What was it like to line up at the gate knowing that you were going to obliterate the field? I realized that after I could do it once, then the second time came easier. Every time after that I expected to win. Once you get in that mindset then you really start winning a lot of races. It’s a place that mentally I’d like to get back to.
“OUR SPORT IS TOUGH. YOU CAN MAKE A REALLY GOOD LIVING IF YOU’RE ONE OF THE TOP GUYS, BUT IF YOU’RE IN THE MIDDLE THEN YOU CAN BARELY AFFORD TO GET TO THE RACES. MOTOCROSS IS A VERY TOP-HEAVY SPORT. IF YOU’RE A GOOD GUY, THEN YOU’RE IN GOOD SHAPE FINANCIALLY. IF YOU’RE A MID-PACK GUY, THEN YOU’RE NOT REALLY CUTTING IT.”
So…should we expect to hear any news on October 1st? [Laughter] Come on, now! All I can say is that most motocross contracts are up on September 30th.
You’re the biggest talent to hit the open market for 2016. That has to feel special. It’s huge. Our sport is tough. You can make a really good living if you’re one of the top guys, but if you’re in the middle then you can barely afford to get to the races. Motocross is a very top-heavy sport. If you’re a good guy, then you’re in good shape financially. If you’re a mid-pack guy, then you’re not really cutting it. As long as you’re getting on the podium and winning, then you’re in a good spot.
Can anything be done so that a mid-pack guy can be financially stable and reap the rewards of dedicating his life to racing motocross? That would be really healthy for the sport if that 10th- or 15th-place guy could sustain himself. Looking at other sports, a 10th or 15th place guy is killing it. It could be in golf, baseball, or Formula 1. In motocross you have to finish in the top five or seven to be making good money. Otherwise you could easily go find a job that makes more money or go back to school. It’s a bummer.
Did you follow the Nationals after your injury? I did, and it was tough to watch. I focused most of my attention on the 250 class, because Zach Osborne was staying at our place during the summer. Watching the 450 class kind of bugged me.
Osborne was really close to finishing third in the 250 point standings. What role did you have in helping him during the Nationals? It was a good change for Zach to stay with us. He really likes Colorado, and we had a good training program before I got hurt. He kept doing the program after I got injured. I might have him back next summer, too. He’s a good guy to have around, and we had fun riding together. There were days I would go out to the track with him while I was hurt, because he’s a great guy. In the past I pretty much always rode and trained by myself. From time to time I would have some other riders come out for a few weeks and do a camp, but I never had a training partner. My Dad would ride bicycles with me, but that was about it. That’s why having Zach at my place was such a nice change.
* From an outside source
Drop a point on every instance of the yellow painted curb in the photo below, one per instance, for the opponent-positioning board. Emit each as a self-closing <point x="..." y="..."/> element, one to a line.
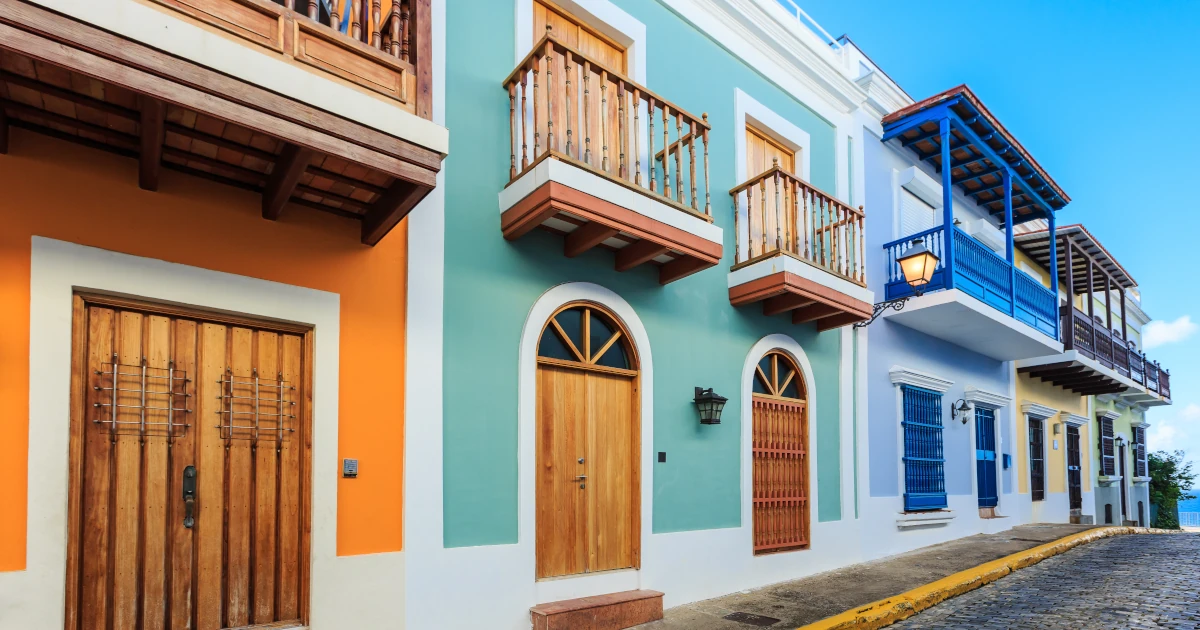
<point x="903" y="606"/>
With the Motocross des Nations coming up, and your experience racing the event, what’s it going to take for Team USA to win? From my past experiences there I learned that it’s all about consistency. Both years I was there we were an inconsistent team, and I jacked some of it up. All of the guys on Team USA are fast enough, but they cannot mess up. I never had the perfect race there. It’s a tough race, with a lot of pressure put on the riders. I would tell those guys to go into it with a level head. They have the same chances as everyone else, aside from France. The French killed it last year, and this time around they’re racing at home. They’ll be tough to beat.
Thanks for the time, Eli. I speak for every race fan when I say that I’m looking forward to seeing you back on the track. No problem, John. I’ll be out there soon enough. Thanks for the call.